Metro column: Sun setting on face-to-face time
How many of the 2010 mayoral candidates have you met so far?
You’re in the majority if you said none.
Rest assured, candidates are trying their best to fix that. At least, a few are.
With the summer festival season ending this weekend, the biggest opportunity for candidates to meet you is officially ending, too.
Kent Hehr (with his balloons for the kids) and Naheed Nenshi (with his bright purple signs and t-shirts) were likely the busiest during the season, attending all the major festivals. Wayne Stewart’s volunteers were out in full force handing out brochures, while Bob Hawkesworth was out at some festivals doing the same.
Barb Higgins, Paul Hughes and Ric McIver weren’t big into having a booth and instead chose to fly under the radar by walking the street talking to people they bumped into. (McIver did have a booth at Kensington’s Sun and Salsa, but packed up and left early.)

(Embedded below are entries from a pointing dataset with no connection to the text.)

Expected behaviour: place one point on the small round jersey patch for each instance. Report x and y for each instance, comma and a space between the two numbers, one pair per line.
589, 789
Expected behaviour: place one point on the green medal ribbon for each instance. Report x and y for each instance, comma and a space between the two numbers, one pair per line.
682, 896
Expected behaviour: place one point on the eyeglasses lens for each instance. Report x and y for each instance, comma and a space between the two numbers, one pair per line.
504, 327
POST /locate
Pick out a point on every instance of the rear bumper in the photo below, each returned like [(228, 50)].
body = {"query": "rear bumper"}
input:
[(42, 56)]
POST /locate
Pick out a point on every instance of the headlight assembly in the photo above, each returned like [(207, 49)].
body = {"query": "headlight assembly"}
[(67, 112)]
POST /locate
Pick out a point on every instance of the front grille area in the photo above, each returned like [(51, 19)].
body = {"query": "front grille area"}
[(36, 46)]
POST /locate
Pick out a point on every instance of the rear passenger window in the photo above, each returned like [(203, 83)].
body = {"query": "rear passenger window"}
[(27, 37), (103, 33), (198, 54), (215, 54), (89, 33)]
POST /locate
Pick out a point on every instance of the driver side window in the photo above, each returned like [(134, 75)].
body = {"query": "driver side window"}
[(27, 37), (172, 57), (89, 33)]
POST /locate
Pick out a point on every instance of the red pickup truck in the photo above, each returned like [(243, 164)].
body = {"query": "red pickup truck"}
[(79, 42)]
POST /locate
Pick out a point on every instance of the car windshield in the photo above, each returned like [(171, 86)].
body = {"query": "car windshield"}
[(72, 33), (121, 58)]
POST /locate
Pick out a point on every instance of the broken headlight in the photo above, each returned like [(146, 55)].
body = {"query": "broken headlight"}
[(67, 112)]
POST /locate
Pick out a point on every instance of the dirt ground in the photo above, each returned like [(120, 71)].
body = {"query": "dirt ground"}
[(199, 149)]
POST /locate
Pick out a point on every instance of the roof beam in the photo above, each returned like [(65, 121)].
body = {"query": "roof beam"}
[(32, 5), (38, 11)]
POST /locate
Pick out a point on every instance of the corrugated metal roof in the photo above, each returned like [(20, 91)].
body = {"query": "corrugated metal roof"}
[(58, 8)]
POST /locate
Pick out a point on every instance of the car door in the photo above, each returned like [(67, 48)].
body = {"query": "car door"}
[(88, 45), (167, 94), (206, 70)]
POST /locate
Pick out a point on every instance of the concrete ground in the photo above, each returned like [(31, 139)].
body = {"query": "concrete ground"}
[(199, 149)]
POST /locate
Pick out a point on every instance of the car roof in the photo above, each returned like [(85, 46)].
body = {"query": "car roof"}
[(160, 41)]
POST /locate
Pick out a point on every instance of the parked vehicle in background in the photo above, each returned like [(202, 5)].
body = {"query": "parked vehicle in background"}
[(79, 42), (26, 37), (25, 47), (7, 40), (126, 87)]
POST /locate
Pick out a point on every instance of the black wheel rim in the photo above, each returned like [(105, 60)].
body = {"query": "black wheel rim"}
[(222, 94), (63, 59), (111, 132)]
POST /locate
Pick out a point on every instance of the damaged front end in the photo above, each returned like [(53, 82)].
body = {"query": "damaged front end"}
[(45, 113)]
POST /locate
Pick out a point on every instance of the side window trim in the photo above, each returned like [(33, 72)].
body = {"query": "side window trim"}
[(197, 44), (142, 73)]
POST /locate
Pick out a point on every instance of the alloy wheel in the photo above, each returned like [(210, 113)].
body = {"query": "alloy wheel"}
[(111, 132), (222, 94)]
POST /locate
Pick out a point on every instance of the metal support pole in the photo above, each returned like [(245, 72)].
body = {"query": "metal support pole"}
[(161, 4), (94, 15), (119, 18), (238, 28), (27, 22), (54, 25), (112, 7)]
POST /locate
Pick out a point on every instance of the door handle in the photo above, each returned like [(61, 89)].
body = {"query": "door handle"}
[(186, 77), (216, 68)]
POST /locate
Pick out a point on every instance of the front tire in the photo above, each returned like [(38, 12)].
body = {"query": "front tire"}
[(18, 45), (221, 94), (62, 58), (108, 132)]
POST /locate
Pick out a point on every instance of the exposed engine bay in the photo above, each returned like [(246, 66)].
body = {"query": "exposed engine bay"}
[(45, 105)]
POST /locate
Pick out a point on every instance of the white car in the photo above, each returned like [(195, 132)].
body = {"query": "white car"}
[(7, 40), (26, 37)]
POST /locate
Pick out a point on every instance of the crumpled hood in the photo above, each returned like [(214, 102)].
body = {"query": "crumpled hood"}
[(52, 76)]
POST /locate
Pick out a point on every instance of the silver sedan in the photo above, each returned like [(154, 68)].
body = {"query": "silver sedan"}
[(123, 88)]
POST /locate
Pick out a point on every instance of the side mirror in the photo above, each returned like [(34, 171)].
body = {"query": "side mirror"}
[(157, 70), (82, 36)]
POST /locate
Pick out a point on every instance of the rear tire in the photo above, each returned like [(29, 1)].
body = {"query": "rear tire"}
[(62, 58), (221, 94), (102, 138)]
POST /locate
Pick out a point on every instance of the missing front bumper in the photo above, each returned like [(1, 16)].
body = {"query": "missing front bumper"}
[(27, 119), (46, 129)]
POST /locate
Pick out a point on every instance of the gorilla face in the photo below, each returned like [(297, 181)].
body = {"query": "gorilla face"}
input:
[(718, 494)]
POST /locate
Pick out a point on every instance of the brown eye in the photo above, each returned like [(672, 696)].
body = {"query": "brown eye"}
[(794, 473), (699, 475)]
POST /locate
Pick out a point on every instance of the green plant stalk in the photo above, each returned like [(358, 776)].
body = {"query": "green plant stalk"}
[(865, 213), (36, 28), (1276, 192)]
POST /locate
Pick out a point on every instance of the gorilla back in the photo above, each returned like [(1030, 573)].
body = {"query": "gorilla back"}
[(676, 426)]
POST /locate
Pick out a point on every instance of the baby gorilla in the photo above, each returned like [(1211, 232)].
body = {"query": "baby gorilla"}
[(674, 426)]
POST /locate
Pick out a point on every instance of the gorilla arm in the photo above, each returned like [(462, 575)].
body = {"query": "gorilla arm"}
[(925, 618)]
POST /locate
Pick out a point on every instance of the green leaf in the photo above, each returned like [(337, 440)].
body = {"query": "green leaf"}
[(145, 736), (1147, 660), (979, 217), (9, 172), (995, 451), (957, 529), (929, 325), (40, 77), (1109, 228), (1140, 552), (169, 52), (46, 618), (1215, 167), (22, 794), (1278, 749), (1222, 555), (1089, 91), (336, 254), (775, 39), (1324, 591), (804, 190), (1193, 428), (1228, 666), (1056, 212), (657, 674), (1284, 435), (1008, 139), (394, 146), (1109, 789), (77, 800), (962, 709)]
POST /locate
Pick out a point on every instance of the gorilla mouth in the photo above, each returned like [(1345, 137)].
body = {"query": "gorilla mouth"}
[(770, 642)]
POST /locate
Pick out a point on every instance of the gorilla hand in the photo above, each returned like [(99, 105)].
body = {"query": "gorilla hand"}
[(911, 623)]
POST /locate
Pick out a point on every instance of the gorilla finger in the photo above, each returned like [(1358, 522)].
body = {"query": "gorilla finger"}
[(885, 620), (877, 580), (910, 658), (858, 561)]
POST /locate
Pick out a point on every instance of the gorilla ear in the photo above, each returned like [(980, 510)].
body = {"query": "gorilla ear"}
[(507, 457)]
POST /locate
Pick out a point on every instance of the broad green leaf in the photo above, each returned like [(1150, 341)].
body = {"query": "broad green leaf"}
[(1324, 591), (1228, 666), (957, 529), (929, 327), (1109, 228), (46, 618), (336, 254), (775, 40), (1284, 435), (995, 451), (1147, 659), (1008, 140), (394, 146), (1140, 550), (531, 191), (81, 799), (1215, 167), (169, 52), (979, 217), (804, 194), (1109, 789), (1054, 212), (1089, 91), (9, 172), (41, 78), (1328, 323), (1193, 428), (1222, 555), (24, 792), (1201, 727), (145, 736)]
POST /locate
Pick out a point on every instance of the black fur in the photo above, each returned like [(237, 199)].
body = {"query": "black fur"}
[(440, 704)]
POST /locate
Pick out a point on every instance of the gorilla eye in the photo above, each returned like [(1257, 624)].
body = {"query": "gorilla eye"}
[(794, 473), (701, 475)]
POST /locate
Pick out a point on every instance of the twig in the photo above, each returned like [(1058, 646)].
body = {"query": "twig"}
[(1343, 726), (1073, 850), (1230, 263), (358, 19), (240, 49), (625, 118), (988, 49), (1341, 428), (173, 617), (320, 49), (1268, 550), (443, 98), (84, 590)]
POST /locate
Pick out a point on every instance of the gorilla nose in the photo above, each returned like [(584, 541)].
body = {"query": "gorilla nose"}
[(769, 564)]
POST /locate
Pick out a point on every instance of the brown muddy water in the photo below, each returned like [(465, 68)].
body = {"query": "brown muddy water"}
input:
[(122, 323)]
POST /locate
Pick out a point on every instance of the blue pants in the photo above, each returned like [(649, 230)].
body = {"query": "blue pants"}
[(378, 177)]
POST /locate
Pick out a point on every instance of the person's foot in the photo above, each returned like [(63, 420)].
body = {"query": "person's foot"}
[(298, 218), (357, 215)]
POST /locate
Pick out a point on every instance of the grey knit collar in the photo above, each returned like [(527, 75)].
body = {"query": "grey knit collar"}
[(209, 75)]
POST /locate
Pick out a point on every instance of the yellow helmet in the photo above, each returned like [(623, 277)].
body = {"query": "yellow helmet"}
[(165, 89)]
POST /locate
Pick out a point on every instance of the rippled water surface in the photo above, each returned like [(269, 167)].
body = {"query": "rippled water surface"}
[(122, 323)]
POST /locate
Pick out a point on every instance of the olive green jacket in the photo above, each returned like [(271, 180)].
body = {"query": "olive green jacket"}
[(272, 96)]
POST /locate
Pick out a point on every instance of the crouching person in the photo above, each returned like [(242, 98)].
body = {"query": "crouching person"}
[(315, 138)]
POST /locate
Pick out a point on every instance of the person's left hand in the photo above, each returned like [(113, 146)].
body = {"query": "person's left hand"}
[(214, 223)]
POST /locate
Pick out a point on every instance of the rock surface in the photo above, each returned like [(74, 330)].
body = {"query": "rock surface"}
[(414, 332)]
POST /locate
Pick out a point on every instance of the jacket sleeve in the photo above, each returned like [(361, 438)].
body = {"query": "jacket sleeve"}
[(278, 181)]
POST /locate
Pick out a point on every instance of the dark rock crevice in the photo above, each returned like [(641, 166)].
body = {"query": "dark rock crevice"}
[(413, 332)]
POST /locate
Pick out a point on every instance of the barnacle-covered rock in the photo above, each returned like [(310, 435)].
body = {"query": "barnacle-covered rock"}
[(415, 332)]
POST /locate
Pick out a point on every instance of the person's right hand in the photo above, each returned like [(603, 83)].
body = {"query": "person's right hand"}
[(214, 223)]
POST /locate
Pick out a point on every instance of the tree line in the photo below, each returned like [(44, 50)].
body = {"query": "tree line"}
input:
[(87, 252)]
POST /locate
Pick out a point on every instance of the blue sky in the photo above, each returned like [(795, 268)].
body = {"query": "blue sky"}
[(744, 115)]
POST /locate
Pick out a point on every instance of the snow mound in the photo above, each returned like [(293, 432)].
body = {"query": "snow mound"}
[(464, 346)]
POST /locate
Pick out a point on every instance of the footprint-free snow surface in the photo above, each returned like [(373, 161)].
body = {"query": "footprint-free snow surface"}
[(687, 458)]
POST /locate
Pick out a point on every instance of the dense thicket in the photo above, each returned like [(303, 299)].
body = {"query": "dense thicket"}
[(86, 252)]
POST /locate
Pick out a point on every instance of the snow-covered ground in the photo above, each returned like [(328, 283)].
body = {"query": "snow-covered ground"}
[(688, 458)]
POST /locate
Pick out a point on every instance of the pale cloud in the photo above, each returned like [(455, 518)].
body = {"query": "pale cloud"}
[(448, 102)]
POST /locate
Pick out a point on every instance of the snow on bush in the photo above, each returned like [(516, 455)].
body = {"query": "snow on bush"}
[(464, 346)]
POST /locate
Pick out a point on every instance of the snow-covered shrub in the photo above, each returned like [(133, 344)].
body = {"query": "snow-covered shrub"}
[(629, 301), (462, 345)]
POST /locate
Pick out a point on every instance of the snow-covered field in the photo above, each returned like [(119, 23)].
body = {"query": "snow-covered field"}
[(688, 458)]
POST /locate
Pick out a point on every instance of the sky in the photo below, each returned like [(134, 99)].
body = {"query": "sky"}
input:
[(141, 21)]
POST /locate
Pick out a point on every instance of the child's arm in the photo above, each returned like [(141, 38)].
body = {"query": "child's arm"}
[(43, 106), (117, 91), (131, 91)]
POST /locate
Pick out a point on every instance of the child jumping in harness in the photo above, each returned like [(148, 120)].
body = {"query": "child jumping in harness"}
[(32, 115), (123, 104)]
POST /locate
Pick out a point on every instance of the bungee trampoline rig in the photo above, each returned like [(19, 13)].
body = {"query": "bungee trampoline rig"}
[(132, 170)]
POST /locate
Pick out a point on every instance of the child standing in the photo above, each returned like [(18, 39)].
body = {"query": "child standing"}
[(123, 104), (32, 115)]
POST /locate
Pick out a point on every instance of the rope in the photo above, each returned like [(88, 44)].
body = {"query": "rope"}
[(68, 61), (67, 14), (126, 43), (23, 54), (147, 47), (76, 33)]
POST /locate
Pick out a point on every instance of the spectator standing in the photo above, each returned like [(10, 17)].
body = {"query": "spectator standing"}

Craig Burrows chose a different tactic with his “100 communities in 100 days” RV. Many know him only from seeing that big blue and yellow camper.
But those heady days of summer are behind us. Candidates have had their moment in the sun — literally. If they haven’t got a full head of steam by now, it will be a struggle to win the race.
They’ll still try to get your attention by attending events, mostly forums and debates. But this format doesn’t provide much time for one-on-one interaction.
They’ll spend money on impersonal computerized phone calls. They’ll spend time slowly going door-to-door in your neighbourhood or having volunteers make equally time-consuming personal calls. They’ll figure out that Twitter and Facebook really are good places to have conversations with Calgarians.
But most of all, they’ll realize the best opportunities to meet us face to face are gone. And they’ll have to wrestle with whether they have proven they know how to listen to Calgarians when it’s most convenient.